7. “Renumeration” is defined in Schedule 1 as “the aggregate of an Employee’s Wages and Additional Payments.” As material, “wages” is defined, in turn, as “any payment made to an Employee in return for work done or services provided under an Employment Contract, including any Allowance but excluding any Additional Payment.” Clause 1 of the Contract prescribed the Claimant’s job title and stipulated that she would be reporting to the Managing Director of the Defendant subject to the terms and conditions of the Contract. Clause 10 stated that the Claimant:
will faithfully serve the company … [and] not work for any other entity or individual during the court of employment with Macbeth Restaurant and Lounge, Mithu & Mentha… In addition, the employee must use his/her best endeavours to promote, develop and extend the business and interests of the company and will devote his/her whole working time and attention to the duties of the assigned employment.
In my judgment, these provisions of the Contract clearly comprise the Claimant’s work obligations. In my view, the Claimant’s performance of those work obligations is properly to be considered as “work done … under an Employment Contract” for the purposes of the definition of “wages” in the Employment Law.
8. Applying these conclusions, in my judgment Article 18(1) of the Employment Law—“… an Employer shall pay to an Employee all Renumeration earned by the Employee…”—in the context of this case requires as follows: the Defendant shall pay the Claimant for work done under the Contract. It follows from this, in my view, that even if there is an agreement between the Claimant, the Defendant and Madge to the effect that Madge would pay the Claimant her wages rather than the Defendant, still, the Employment Law creates a free-standing liability on the part of the Defendant to pay the Claimant for work she has done under the Contract.
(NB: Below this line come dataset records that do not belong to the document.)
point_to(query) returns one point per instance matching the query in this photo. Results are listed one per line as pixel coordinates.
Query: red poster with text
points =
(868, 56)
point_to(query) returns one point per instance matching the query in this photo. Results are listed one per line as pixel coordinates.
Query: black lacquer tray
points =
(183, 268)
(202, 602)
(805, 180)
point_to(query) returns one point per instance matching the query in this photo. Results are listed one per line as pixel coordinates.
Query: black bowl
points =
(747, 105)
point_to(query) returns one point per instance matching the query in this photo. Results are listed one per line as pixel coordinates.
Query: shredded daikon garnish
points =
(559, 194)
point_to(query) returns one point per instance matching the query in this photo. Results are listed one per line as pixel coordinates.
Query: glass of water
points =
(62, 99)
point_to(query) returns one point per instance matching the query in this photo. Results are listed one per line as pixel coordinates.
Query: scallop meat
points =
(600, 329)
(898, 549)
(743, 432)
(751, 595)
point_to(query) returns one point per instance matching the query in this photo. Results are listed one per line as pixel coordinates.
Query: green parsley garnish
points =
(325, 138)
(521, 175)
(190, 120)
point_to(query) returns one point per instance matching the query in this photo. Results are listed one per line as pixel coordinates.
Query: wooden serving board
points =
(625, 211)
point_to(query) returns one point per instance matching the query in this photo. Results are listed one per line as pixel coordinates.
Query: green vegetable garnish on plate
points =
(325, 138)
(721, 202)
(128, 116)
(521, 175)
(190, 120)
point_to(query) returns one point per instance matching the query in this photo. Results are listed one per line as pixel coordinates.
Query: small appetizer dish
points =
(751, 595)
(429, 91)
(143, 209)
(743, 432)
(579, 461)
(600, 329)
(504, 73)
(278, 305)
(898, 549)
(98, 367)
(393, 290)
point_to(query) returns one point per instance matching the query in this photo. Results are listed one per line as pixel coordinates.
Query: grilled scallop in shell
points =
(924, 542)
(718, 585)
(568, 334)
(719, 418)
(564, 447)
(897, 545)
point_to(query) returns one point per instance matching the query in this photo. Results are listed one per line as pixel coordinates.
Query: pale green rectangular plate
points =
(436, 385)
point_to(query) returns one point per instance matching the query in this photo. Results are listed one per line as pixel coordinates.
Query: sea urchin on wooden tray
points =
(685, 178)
9. Madge may of course be liable to reimburse the Defendant for its payment of the Claimant’s wages, but that is a separate claim which has not been made in these proceedings. On the evidence before the Court, it is not a far-fetched claim as, again, Madge had previously paid all of the Claimant’s wages. But as far as this case is concerned, I agree with the judge below that the Defendant is liable to renumerate the Claimant under the Contract.
10. For these reasons the Appeal is dismissed.